In an episode of the show Sex and the City, Miranda and her ex-boyfriend Steve Brady mull over names for their in-utero son. Miranda ponders the classic “Danny”, and Steve suggests a name with familial significance, “Paul”. Ultimately, Miranda opts to name the baby “Brady” – the father’s last name – as an ostensible booby prize for Steve, who is out of the picture romantically. Baby Brady will have his mom’s last name, “Hobbes.” Later in the series, however, Miranda and Steve reconcile and marry, begging the question: will the red-headed tyke be “Brady Brady”? Or at least, Brady-Hobbes-Brady?
In my nephew’s kindergarten in Pennsylvania, his classmates are: Ethan, Jacob, Josalynn, Josie, Susan, Caroline, Toshi, Juliette, Arthur, Augusta, Lillibeth, Joshua, Henry, Joseph, Kate, Thomas, Charles, Lauren, Liam, Claire, Nora, Matthew and Sarah.
In my friend’s child’s kindergarten in Los Angeles, the kid’s names are; Porter; Delaney; 2 Jaggers; Axel; Anderson; 3 (one male, two female) Sawyers; Bennet; Wilson; 2 (one male, one female) Parkers; Truman; Maxwell; 2 Masons; Presley; Hendrix and 2 Coopers.
The banal baby naming trend of using surnames as first names has got to be one of the weirdest and most desperate in the entire storied and perverse history of baby naming trends. Thin on meaning, outside of their traditional place in the sur name category, I find this trend perplexing. Why name your kid “Cassidy” or “Kennedy” when we have lyrical, literary names like Clara, Clarissa or Caroline? What the heck does “Riley” have over Ethan or Thomas, other than it is also common dog name?
Consider these popular and unisex winners:
….and the horrifying and now-infamous (shudder)…. Madison.
One of the problems is that a large majority of these share the distinction of being the most popular first names and most popular sur names, threatening an entire generation of future Americans with the whole “Brady Brady” conundrum.
Sometimes the universe works in mysterious ways, such as how I met so many Jennifers and Rachaels in college, and how there is an alarming plethora of Jasons and Andrews in my workplace today.
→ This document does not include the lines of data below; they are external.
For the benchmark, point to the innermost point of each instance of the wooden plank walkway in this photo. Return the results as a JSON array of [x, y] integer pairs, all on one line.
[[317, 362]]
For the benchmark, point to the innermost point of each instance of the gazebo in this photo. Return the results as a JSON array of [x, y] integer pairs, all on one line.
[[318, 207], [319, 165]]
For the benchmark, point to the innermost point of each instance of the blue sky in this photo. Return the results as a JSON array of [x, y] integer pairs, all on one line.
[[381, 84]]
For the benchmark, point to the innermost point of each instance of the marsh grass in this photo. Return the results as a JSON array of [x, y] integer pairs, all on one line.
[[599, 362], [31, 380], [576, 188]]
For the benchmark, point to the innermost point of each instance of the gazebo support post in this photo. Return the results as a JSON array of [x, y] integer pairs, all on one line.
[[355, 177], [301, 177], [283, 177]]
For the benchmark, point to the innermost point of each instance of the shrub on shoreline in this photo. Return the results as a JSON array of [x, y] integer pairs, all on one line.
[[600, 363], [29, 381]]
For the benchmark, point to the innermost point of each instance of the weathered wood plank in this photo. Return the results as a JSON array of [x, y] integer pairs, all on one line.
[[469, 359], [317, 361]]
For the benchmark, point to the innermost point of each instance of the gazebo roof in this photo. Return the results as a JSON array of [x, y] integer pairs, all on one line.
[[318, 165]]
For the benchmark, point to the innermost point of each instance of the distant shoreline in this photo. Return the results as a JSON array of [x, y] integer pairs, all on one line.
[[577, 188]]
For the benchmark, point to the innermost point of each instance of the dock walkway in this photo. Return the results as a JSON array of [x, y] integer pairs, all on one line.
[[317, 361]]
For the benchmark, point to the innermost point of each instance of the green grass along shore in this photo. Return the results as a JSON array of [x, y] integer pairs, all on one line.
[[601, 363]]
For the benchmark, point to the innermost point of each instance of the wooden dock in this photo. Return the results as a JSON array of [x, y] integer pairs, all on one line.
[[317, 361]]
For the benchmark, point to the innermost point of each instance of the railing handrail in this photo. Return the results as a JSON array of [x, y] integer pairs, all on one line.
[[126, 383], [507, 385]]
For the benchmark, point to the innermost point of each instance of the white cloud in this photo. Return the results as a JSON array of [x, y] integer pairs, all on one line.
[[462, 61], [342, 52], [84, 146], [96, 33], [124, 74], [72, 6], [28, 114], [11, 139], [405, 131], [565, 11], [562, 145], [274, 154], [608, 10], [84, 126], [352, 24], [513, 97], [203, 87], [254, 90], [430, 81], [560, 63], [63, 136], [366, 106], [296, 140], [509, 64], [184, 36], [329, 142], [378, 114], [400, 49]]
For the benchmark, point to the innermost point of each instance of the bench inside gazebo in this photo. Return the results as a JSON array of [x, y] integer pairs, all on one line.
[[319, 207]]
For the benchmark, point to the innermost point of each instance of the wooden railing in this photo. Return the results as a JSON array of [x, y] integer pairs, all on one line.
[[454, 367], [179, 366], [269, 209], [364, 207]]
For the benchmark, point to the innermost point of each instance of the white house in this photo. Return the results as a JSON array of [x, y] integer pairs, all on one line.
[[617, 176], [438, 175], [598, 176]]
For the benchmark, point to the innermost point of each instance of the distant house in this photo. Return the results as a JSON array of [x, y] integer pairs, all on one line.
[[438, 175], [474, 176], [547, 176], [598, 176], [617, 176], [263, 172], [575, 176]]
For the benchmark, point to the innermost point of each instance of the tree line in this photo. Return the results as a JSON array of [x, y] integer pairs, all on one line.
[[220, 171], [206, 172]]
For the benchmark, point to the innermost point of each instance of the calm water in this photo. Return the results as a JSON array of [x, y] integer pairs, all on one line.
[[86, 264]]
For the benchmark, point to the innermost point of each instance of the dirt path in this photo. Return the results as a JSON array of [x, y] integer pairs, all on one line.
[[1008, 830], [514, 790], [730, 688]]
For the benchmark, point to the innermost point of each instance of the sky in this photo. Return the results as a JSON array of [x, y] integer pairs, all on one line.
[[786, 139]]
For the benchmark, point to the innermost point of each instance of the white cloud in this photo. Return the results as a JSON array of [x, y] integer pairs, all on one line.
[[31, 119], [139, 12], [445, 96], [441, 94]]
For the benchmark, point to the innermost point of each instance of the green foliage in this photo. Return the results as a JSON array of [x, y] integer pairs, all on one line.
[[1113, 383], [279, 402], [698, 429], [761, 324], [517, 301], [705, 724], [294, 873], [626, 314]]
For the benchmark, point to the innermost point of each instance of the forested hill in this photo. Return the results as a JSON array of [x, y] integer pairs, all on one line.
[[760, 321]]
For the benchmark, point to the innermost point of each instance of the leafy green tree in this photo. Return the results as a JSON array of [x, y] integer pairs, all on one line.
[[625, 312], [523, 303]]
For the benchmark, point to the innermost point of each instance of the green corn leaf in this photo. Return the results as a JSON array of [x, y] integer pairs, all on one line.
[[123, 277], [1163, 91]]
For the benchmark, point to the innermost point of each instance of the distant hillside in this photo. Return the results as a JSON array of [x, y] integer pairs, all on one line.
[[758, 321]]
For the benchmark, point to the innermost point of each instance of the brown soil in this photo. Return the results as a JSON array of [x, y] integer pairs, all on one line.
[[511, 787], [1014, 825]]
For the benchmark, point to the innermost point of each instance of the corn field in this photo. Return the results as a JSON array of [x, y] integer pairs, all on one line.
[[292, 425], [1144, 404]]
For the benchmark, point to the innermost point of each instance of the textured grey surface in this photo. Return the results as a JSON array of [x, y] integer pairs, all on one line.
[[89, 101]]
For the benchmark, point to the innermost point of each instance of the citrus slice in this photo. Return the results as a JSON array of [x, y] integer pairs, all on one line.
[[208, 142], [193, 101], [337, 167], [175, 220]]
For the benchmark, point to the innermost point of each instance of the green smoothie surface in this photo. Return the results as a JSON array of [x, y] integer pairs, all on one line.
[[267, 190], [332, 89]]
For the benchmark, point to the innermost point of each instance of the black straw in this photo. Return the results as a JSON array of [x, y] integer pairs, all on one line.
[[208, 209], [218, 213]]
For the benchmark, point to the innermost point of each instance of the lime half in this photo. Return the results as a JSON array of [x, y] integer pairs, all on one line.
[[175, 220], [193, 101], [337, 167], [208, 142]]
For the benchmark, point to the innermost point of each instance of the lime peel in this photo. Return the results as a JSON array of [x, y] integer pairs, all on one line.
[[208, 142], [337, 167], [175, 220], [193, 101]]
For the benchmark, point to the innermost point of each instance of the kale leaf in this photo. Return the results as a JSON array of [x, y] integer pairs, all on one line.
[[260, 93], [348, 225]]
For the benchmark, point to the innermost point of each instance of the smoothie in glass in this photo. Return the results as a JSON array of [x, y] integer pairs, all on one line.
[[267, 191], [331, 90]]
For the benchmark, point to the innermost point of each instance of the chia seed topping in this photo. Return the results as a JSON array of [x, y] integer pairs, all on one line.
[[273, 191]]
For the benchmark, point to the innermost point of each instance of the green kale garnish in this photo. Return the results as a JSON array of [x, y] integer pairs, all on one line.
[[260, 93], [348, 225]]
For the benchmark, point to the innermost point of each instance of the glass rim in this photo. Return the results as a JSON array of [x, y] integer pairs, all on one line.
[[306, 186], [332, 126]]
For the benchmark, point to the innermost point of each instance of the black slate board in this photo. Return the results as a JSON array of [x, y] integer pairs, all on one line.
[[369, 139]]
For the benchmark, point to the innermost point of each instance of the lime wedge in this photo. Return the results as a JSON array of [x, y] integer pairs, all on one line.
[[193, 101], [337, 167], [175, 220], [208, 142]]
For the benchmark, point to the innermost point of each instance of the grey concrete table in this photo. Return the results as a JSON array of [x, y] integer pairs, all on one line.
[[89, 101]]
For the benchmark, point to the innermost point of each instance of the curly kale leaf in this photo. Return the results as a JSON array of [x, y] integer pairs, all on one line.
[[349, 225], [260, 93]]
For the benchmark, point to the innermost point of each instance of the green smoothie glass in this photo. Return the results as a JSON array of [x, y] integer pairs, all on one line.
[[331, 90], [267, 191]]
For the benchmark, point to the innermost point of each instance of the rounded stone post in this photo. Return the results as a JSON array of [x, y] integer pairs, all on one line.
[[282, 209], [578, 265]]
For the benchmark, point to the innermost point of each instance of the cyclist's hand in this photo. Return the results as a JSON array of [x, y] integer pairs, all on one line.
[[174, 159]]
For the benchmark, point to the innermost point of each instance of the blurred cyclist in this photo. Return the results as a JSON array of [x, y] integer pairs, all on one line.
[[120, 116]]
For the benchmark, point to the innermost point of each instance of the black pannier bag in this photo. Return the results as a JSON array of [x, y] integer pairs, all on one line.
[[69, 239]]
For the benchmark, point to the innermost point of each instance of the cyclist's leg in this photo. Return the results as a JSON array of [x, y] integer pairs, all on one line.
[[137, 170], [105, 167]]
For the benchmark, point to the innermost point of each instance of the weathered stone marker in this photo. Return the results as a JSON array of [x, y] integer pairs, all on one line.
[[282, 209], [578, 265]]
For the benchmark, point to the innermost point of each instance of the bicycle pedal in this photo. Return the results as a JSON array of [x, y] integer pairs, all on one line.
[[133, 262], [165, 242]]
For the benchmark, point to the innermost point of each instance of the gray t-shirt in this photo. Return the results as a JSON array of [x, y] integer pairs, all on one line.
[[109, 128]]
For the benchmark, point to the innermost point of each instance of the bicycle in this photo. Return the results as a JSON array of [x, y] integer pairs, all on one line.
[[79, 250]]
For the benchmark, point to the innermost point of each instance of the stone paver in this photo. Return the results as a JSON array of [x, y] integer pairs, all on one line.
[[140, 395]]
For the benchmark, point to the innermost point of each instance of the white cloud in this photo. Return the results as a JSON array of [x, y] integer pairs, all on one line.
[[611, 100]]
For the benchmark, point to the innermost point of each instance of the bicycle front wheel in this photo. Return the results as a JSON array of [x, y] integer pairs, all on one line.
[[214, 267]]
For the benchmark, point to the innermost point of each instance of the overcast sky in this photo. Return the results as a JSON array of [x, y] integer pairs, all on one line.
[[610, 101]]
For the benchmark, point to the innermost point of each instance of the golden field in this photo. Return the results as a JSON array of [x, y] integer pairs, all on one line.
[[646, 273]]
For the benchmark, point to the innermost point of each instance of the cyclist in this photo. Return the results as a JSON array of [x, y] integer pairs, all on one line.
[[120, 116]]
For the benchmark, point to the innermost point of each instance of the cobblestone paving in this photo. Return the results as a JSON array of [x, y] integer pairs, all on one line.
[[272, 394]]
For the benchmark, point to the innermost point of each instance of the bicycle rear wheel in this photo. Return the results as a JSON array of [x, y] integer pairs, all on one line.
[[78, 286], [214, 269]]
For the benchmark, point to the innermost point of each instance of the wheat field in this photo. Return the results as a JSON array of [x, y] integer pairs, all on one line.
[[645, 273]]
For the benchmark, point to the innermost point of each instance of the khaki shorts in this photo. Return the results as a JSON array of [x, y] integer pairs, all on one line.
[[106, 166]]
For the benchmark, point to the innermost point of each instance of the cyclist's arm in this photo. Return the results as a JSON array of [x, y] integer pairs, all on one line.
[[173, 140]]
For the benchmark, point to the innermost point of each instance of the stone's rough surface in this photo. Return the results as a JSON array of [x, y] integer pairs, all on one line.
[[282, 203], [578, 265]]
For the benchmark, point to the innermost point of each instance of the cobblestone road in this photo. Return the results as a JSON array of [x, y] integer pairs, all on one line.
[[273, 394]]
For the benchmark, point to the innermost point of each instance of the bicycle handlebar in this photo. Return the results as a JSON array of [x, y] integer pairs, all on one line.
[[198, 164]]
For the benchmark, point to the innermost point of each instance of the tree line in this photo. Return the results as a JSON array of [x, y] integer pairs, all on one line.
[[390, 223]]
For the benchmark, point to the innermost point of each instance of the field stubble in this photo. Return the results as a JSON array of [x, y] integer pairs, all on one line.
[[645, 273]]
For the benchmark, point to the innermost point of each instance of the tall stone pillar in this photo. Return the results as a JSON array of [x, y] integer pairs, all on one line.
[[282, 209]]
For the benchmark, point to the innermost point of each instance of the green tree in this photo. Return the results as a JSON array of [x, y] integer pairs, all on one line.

The “Sawyer and Mason” generation is going to be a world of hurt. 20 years from now, a good chunk of our young men and women of the unisex last name generation will be co-mingling, and everything will be a big confusing mess.
Show me the hipsters with the balls to their kid Weintraub or Horowitz and I’ll change my opinion.
The hippest trendies in the world will be the couple who names their baby “Steve”.